At the age of five, his family moved from Hamarøy to Nørholm, a large agricultural property in Grimstad Municipality. Like the rest of his three siblings, he showed artistic ability at a young age but was the only one to take up a career in art. In 1933, he began Torstein Torsteinssons painting school and studied at an Art Academy in Munich from 1934 to 1935. Hamsun later completed studies at the Norwegian National Academy of Fine Arts in Oslo and debuted as a painter in 1940. He was remembered for his landscape paintings influenced by French Impressionism. Some of his paintings contained or were based on motifs derived from his father's books.

From 1942 to 1944, Hamsun reluctantly accepted the position as temporary publishing director of Gyldendal Norsk Forlag publishing company after Harald Grieg, a close friend of Tore's father, was arrested in 1941. His father, Knut Hamsun was of the founders and owners of the publishing company. During the Second World War, Hamsun helped Max Tau flee to Norway. At the end of the war, Hamsun was sentenced to nine months jail for membership in the Nasjonal Samling. He was imprisoned for five months.
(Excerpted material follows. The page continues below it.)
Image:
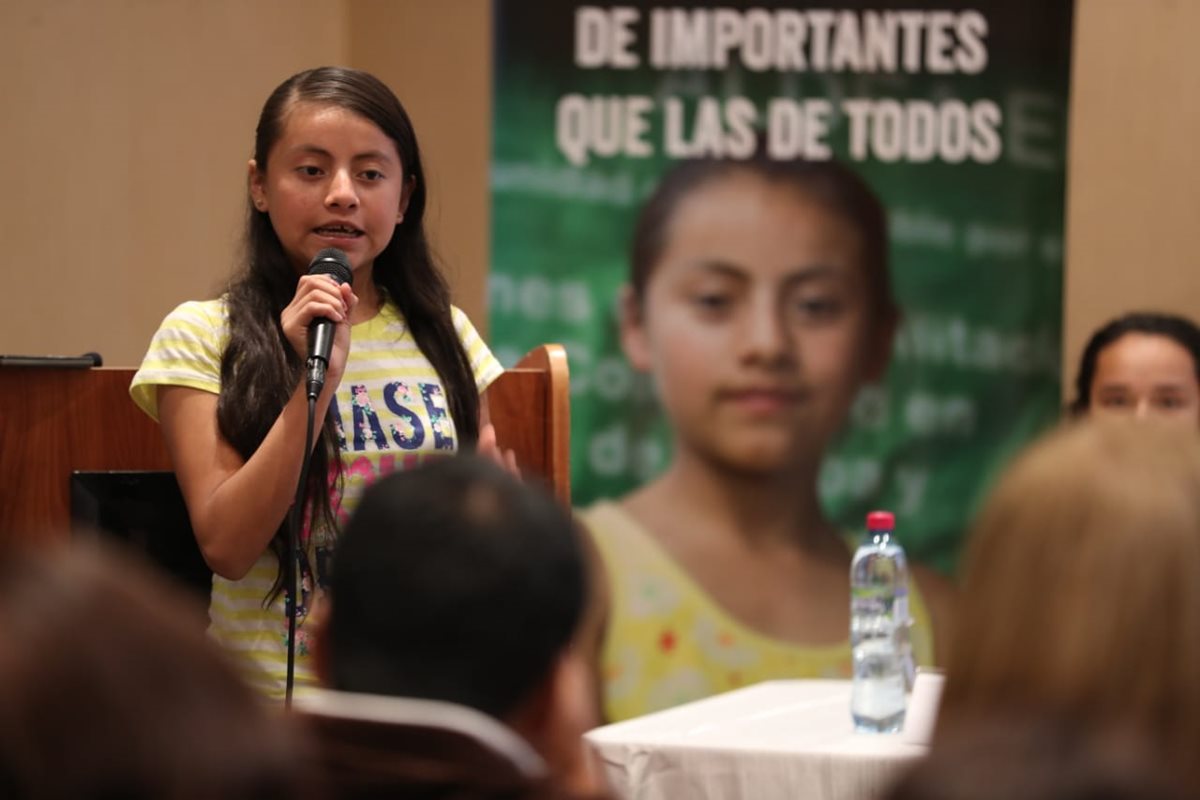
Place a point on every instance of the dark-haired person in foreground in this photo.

In 1940, Hamsun published Mein Vater Knut Hamsun (My Father Knut Hamsun) and in 1956, he published a collection of his father's poems. Hamsun had inheritance rights to his father's farm Nørholm but gave it to his brother Arild Hamsun and settled nearby in Nørholmskilen.

Hamsun married pianist Ruth Elisabeth Grung and had three children with her. In 1953, he married painter Marianne Doris Ferring and also had two children.
Tore Hamsun died after a traffic accident in Oslo in 1995 and was buried in the Eide cemetery.